LSD, PCP, Ketamine, and Hallucinogens
A class of drugs that leads to distortions of reality and perceptions, hallucinogens are typically broken down into two main categories: classic hallucinogens (LSD, peyote, psilocybin, DMT,
Ayahuasca) and dissociative drugs (PCP, salvia, DXM, ketamine), per NIDA. It is not certain exactly how these drugs work in the brain; however, it is largely understood that they interrupt normal communication between neurotransmitters. Dissociative drugs are believed to disrupt the action of glutamate, a brain chemical that is involved with memories, cognition, emotions, and how people perceive pain. PCP interacts with dopamine as well, while salvia activates the kappa opioid receptor present on nerve cells, per NIDA. Dissociative drugs can make people feel separate from themselves, their environment, and reality. This can result in impaired motor functions, auditory and visual distortions, memory loss, anxiety, numbness, and body tremors.
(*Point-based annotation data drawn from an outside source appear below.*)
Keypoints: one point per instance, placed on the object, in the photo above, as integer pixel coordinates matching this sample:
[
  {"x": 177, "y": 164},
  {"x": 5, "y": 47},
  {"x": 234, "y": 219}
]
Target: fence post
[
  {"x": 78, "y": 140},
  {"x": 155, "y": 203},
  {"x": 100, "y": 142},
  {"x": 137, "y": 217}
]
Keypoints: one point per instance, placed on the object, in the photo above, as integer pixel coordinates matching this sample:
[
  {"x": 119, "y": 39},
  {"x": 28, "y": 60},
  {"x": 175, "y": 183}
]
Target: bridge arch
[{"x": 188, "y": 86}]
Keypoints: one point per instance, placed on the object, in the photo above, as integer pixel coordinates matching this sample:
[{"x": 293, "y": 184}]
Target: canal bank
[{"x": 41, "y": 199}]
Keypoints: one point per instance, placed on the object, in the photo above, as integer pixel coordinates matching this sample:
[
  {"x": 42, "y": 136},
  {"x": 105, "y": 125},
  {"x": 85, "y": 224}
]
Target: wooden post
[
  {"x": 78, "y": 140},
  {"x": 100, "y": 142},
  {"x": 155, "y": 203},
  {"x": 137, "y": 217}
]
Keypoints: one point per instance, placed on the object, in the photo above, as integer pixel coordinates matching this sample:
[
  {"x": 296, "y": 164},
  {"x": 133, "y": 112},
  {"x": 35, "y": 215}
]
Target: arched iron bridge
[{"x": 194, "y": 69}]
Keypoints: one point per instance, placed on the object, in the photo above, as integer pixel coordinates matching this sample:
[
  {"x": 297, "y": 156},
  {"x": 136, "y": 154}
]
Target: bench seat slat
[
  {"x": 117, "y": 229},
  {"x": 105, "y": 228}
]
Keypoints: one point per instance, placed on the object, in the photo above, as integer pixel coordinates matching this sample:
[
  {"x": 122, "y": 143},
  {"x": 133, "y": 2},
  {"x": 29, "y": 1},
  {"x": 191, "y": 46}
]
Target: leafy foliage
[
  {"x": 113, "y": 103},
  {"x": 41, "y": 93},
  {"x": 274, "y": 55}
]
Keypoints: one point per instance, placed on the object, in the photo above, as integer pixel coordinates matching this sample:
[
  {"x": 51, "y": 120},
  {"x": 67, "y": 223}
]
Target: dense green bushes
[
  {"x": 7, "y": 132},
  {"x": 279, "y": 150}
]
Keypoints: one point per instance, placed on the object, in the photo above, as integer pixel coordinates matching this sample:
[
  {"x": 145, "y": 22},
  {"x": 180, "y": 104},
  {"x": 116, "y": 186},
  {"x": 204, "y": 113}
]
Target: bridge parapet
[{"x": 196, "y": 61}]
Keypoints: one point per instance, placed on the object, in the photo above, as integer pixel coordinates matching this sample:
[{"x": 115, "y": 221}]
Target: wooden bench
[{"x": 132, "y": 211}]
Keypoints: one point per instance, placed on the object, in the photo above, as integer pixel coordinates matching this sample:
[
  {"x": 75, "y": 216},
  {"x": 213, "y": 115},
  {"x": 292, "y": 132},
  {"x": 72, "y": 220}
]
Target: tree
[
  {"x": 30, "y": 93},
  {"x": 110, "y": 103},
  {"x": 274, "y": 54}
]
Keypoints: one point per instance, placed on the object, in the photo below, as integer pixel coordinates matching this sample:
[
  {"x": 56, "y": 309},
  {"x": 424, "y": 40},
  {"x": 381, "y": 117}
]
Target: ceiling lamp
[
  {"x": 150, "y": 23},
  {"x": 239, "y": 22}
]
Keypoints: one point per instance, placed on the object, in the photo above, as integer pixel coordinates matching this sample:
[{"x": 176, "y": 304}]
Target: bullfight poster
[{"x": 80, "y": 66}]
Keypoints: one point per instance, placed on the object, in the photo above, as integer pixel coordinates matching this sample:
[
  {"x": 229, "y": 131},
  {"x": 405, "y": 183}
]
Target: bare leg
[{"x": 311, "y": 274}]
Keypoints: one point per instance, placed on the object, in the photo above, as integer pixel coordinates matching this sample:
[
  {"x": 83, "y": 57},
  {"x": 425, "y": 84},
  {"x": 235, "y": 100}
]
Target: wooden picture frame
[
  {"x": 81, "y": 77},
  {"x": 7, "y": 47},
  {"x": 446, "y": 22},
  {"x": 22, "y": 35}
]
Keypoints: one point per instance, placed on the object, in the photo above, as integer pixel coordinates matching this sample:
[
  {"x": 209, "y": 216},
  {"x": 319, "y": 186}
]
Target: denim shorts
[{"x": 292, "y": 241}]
NIDA further reports that classic hallucinogens are thought to interact mostly with serotonin and the prefrontal cortex of the brain. Alterations of moods, distortions of reality and sensory perceptions, and seeing, hearing, or feeling things that are not there are common side effects of drug-induced psychosis, or a “trip.” Some people may feel euphoric and have what they consider to be a spiritual awakening while others may suffer from panic, paranoia, anxiety, and despair, which are side effects of a “bad trip.” Hallucinogenic drugs can be unpredictable and affect each user differently. Hallucinogenic and dissociative drugs can also interact with the central nervous system, causing irregularities in body temperature, heart rate, respiration, and blood pressure. Sedation, amnesia, muscle contractions and seizures, aggression and violence, psychotic symptoms resembling schizophrenia, and immobility may also occur. In general, hallucinogens are not considered to be addictive; however, there may be residual effects of their abuse. A percentage of individuals (likely around 5 percent) may experience flashbacks, or a reoccurrence of symptoms, randomly and without warning months or even years after using a hallucinogenic drug, the journal Therapeutic Advances in Psychopharmacology publishes. Some may even suffer from a serious disorder called hallucinogen persisting perception disorder, or HPPD, which interferes with daily life functioning in the form of ongoing visual disturbances and hallucinations, or persistent psychosis, a series of mental problems that continue after drug use is stopped. Abusing a hallucinogenic drug, even one time, can have lasting and damaging effects on the brain and body.